ACROSS THE POTOMAC INAlexandria, Bree Stone made Elena Martin and Jill Jackson put on blue paper booties, head coverings, and latex gloves before they entered the apartment Leigh Anne Asher was staying in while her Rosslyn apartment was renovated.

“I don’t know why we’re wasting time here,” her boss complained as she put on the blue head covering. “I told you, I’ve already been through the place.”

“I have too,” Asher’s personal assistant said.

“But I haven’t,” Bree said. “So humor me, and if anything is going to be disturbed, let me be the one disturbing it. If this is a crime scene, we don’t want to contaminate it any more than it already is.”

She stood aside as Elena used her electronic key to open the missing entrepreneur’s flat. It had none of the raw grandeur ofthe apartment under renovation in Rosslyn.
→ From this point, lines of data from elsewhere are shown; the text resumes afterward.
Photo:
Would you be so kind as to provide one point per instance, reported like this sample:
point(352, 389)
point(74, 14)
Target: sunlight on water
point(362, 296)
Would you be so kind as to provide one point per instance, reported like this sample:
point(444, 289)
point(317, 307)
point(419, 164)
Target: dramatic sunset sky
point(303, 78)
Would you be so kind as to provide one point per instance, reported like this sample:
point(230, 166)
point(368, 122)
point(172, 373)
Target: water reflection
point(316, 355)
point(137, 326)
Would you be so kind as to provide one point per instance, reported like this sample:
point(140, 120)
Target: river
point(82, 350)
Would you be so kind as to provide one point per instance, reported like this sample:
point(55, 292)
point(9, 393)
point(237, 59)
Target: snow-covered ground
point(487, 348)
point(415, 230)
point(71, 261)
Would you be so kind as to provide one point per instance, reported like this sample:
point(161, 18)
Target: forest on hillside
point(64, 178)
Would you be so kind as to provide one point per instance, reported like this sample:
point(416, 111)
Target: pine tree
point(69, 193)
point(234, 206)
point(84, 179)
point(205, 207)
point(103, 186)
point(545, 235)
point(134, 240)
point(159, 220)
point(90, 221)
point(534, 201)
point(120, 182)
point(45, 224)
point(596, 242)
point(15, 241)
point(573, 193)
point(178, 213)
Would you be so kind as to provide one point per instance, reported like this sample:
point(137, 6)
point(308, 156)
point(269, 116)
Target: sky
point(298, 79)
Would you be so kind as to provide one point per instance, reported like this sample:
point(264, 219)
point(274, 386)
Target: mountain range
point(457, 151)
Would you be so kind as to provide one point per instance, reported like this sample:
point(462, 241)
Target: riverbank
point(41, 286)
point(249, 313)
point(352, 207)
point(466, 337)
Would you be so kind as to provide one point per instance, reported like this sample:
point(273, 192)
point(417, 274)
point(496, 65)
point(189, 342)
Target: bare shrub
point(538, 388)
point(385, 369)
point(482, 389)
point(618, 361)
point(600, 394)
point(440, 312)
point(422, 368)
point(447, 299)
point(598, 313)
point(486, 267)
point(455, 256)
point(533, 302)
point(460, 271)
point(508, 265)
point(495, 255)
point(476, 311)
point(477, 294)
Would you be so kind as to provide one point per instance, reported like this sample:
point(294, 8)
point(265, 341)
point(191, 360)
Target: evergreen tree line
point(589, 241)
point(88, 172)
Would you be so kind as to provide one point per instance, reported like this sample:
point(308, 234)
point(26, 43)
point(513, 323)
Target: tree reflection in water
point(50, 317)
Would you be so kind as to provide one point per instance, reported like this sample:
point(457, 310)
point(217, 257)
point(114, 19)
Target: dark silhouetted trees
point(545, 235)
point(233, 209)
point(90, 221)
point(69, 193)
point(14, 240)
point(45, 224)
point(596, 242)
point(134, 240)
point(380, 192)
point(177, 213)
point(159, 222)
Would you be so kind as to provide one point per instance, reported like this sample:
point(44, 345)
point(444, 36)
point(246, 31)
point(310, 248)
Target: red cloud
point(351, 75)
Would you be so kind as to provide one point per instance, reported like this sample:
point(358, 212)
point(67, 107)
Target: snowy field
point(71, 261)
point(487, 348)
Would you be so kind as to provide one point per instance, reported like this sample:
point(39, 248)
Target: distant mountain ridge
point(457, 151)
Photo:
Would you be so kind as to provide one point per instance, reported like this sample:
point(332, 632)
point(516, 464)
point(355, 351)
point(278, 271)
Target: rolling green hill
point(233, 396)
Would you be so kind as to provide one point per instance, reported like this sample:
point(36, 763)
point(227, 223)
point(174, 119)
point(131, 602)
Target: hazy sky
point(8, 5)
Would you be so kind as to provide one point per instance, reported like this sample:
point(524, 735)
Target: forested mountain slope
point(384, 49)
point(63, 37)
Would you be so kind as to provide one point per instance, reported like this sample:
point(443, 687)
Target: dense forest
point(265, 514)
In fact, the place struck Bree as surprisingly ordinary despite the building’s tony address. The furniture looked rented. There were very few personal objects to make it homey.

“I get the idea Leigh Anne wasn’t here a lot,” Bree said.

“She lived at the office and on the road,” Jackson said.

“Start calling every hospital in the area,” Bree said. “See if she or someone fitting her description has been admitted since Friday.”

Then she started methodically going through the apartment, beginning with Asher’s bedroom. In one closet, Bree found a business suit and a dress. The rest of the clothes were jeans and white button-down shirts. Even her shoe collection was limited. The other closet held a stack of moving boxes and several large pieces of high-end luggage.

“Something missing?” Bree asked Jackson. “Her overnight bag?”

Asher’s assistant’s right hand traveled to her mouth. “I didn’t see that. You’re right. That is where she usually keeps it.”

“Okay, then,” Bree said. “Something that supports the new-boyfriend angle. Or at least the idea that Leigh Anne left here with an overnight bag, heading somewhere specific.”

“Rather than what?” Elena asked.

“I don’t know. Rather than being abducted?”

“Oh, dear God,” Jackson said. “Thanks for that.”

“But it still doesn’t explain the radio silence,” Elena said.

Bree nodded and crossed the hall to Asher’s home office. While the entrepreneur had skimped in the rest of her apartment, she’d spent freely on powerful Apple computers, cameras, speakers, and the kind of overhead microphone you’d see in a radio studio.

“Does Leigh Anne use an iPhone?” Bree asked.

Asher’s assistant nodded. “Yes, she’s got the latest one.”

“You have the passwords to her computers?”

Jackson looked over at Elena, who hesitated and then shrugged. The PA sat in Asher’s desk chair and typed something on the keyboard.